Habituellement, lorsqu’il s’agit d’un projet, l’évaluation consiste à mesurer le degré d’atteinte des objectifs assignés, sur la base d’un référentiel commun aux différents acteurs concernés. Souvent, l’évaluation finale du projet a été précédée d’évaluations intermédiaires ou partielles, soit qu’il s’agisse d’évaluer l’ensemble de l’avancée du projet à un instant « t », soit qu’il s’agisse d’évaluer seulement tel ou tel objectif spécifique. Pour qu’une démarche d’évaluation soit efficace, elle doit toujours revêtir un caractère suffisamment formel (avec grille d’évaluation par exemple), sans quoi le ressenti subjectif risque de prendre le pas sur l’objectivité.

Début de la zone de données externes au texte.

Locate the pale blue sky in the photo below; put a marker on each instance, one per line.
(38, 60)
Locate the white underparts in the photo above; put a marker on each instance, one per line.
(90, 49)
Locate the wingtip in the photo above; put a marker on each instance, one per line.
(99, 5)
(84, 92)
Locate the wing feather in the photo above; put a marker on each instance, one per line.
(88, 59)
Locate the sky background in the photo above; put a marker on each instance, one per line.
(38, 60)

B.- Qu’est-ce que relire ?

La relecture (spirituelle), même si elle peut concerner les mêmes réalités – le même projet, la même vie, les mêmes événements – que l’évaluation, ne porte pourtant pas sur les mêmes aspects. Et surtout, elle ne poursuit pas les mêmes fins. Ici, il ne s’agit plus tant de mesurer que de discerner. Il ne s’agit plus du comment, mais du pourquoi. Il ne s’agit plus d’efficacité par rapport à des objectifs, mais il s’agit de découvrir ou de construire du sens. Dans l’activité d’évaluation, nous étions dans le registre de l’opérationnel ; dans l’activité de relecture, nous entrons dans le registre du symbolique. L’évaluation vise à mesurer l’atteinte des objectifs, voire à les réajuster. S’agissant de vie en Église ou de mission ecclésiale, la relecture vise à s’ajuster à l’Évangile.

Ainsi, même si une certaine technicité est requise pour relire (il existe bien des grilles de relecture et autres démarches adaptées à de nombreuses situations diverses), la relecture consiste avant tout en une attitude croyante.

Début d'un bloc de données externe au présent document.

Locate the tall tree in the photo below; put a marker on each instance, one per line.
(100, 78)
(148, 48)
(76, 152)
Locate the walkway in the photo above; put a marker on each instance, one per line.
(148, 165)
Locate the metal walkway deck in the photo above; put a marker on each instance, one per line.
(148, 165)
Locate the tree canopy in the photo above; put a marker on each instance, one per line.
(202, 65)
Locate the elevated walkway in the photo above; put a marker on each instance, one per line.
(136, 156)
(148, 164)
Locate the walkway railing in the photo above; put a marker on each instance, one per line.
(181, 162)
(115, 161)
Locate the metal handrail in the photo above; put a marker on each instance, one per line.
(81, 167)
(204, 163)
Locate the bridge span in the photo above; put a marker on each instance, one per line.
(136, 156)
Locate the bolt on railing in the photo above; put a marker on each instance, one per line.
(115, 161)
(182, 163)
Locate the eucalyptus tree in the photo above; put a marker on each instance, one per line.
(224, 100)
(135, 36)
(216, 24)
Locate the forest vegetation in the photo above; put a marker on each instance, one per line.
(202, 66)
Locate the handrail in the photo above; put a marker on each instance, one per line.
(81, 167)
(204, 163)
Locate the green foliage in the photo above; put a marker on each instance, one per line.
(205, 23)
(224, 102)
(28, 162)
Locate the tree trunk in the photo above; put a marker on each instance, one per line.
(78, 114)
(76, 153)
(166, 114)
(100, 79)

Relire, c’est lire à nouveau. Au sens le plus fort de l’adjectif nouveau : à nouveau, c’est-à-dire une nouvelle fois, une fois encore ; c’est-à-dire aussi à nouveaux frais, pour une nouvelle perspective (« Voici que moi je vais faire du neuf qui déjà bourgeonne ; ne le reconnaîtrez–vous pas ? » Isaïe 43, 19a). Cette dimension de nouveauté est, par un certain côté, commune à l’évaluation et à la relecture. Mais, dans l’évaluation, c’est l’homme qui sera l’auteur de la nouveauté ou du renouveau, et l’évaluation débouchera sur les moyens à prendre pour y parvenir ; dans la relecture, c’est Dieu qui est l’auteur de la nouveauté ou du renouvellement, et il s’agit alors de relire pour le découvrir, afin de laisser Dieu prendre sa place dans l’Église.

Il est possible dès lors d’envisager un rapport entre évaluer et relire. Pour ma part, je trouve un tel rapport particulièrement éclairant. Depuis des années en effet, j’ai été chargé de formation d’adultes à différents titres et en différents lieux. Lorsqu’il s’agit de formation de formateurs, dans un contexte de méthodologie de projet, j’aime dégager le « théorème » (4) suivant, qui vient de ma propre expérience : la relecture est à la fonction symbolique du projet ce que l’évaluation est à sa fonction opératoire. Il est possible, je crois, d’appliquer le même principe à une mission ecclésiale confiée.

C.- Compléments de vocabulaire

Pour éclairer encore notre propos, voici quelques éléments du vocabulaire de la relecture.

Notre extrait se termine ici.